Back to the Basics: Baseball's Pythagorean Theorem
[Editor's Note: This is the first article in a new series - Back to the Basics. Please welcome our new contributor, Jeff Meehan. Jeff, a JD/MBA candidate at Suffolk University, recently interned with the Boston Red Sox.]
The majority of the sports fan population [including your's truly] suffers from the belief that they would be the perfect General Manager [GM] for their favorite sport organizations. However, due to the increased importance placed on sports analytics, the majority of these fans lack the skillset sought by today’s front offices.
Other industries such as corporate finance, accounting, or even architecture, have structured career paths that guarantee you will be prepared to succeed in those fields. The sports industry by contrast, does not. Those looking to develop the skillset to succeed in a GM type of role will likely begin by combing through the piles upon piles of information available on the web or in various publications. However, up until this point, much of this information has been scattered, and required extensive amounts of discovery time to bring together.
The “Back to the Basics” series is designed to explore the foundation principals of statistical analysis across the four major American sports. The series will provide readers with an understanding of how teams approach roster construction and why certain decisions are made both on and off the field. Readers will also be directed to additional information sources, such as websites, books, or even magazine articles that could substantially increase their knowledge of the subject at hand. Now that you know why we are doing this, let’s explore today’s topic.

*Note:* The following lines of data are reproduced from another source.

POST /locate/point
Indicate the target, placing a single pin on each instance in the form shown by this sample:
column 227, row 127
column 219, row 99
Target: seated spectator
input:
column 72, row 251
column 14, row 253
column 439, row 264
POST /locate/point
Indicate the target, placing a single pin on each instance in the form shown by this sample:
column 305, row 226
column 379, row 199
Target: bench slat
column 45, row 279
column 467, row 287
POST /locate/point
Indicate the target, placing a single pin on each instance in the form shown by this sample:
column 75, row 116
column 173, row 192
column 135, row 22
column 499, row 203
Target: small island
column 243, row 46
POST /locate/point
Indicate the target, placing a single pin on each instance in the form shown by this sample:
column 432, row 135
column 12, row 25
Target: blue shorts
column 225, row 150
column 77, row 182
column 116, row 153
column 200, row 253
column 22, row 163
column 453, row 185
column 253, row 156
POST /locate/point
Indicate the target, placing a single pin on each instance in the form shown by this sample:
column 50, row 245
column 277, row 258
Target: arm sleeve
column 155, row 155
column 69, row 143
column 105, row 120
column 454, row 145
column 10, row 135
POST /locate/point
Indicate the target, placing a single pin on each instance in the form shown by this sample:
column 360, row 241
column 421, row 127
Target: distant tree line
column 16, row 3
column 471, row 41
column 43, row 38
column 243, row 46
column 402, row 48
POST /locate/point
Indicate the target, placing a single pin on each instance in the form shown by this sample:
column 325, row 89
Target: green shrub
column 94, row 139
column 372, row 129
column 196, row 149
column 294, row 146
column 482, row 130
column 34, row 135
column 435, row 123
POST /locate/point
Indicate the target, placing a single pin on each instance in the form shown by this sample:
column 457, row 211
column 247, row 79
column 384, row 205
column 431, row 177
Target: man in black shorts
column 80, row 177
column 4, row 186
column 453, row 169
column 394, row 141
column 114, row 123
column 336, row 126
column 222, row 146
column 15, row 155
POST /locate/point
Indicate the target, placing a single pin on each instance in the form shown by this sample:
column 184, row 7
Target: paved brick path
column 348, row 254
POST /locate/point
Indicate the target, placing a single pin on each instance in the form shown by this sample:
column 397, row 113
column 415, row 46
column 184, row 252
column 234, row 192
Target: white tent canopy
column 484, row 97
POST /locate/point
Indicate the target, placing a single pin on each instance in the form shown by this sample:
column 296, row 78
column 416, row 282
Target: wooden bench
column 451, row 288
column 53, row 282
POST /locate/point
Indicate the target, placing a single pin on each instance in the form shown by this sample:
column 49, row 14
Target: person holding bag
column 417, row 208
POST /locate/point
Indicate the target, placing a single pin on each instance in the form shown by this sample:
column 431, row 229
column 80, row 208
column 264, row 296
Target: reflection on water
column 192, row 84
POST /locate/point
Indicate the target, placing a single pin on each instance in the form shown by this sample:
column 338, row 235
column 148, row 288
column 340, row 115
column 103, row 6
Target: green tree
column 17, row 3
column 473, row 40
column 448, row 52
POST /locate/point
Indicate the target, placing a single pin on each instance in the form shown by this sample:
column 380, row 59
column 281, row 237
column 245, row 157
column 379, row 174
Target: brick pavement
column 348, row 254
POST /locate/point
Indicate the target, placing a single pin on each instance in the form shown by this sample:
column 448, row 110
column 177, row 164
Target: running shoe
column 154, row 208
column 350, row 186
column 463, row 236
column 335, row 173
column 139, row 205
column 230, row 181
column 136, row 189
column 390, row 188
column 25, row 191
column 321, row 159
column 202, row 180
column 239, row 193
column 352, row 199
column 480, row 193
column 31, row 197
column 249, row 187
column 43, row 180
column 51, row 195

Baseball’s Pythagorean [Win-Loss] Theorem Pythagorean Win-Loss is a metric used in baseball to determine a clubs Expected Win Percentage based on two factors: (1) The number of runs scored by the team [RS]; and (2) The number of runs allowed by the team [RA]. In essence, the formula allows us to reduce any club's season to the following: “Tell me how may runs a team scored and how many it allowed and I’ll tell you how many games it won.”
The mathematical formula looks like this:
Exp. WP% = [RS]^2 / ([RS]^2 + [RA]^2)
Bill James first published the formula in the early 1980’s. Today, it is widely accepted and agreed upon that the most accurate exponent is 1.83, not 2.
Therefore, the current formula looks like this:
Exp. WP% = [RS]^1.83 / ([RS]^1.83 + [RA]^1.83)
If you know a club's expected win percentage, you can calculate the number of wins a club can expect to win when given the number of games played. For example, in the 2013 regular season, the New York Yankees scored 650 runs and allowed 671. Plugging those figures into the formula yields a win percentage of .4856.
Bill James is considered the main founder of baseball statistical analysis and has been given credit for coining the phrase “sabermetrics.” Much of his work is found in his Baseball Abstract publications, and he currently writes for the Hardball Times and consults with the Boston Red Sox.
Clay Davenport and the team at Baseball Prospectus have refined the exponent even further. In their model, the exponent changes or “floats” based on the run environment (i.e. home park) a club plays in. Therefore, based on a 162 game Major League Baseball [MLB] schedule, the 2013 New York Yankees should have won 78.67 games. Expected Wins is almost always within three games of a clubs actual win-loss record. Therefore, under these conditions, the New York Yankees should have won between 76 and 82 games.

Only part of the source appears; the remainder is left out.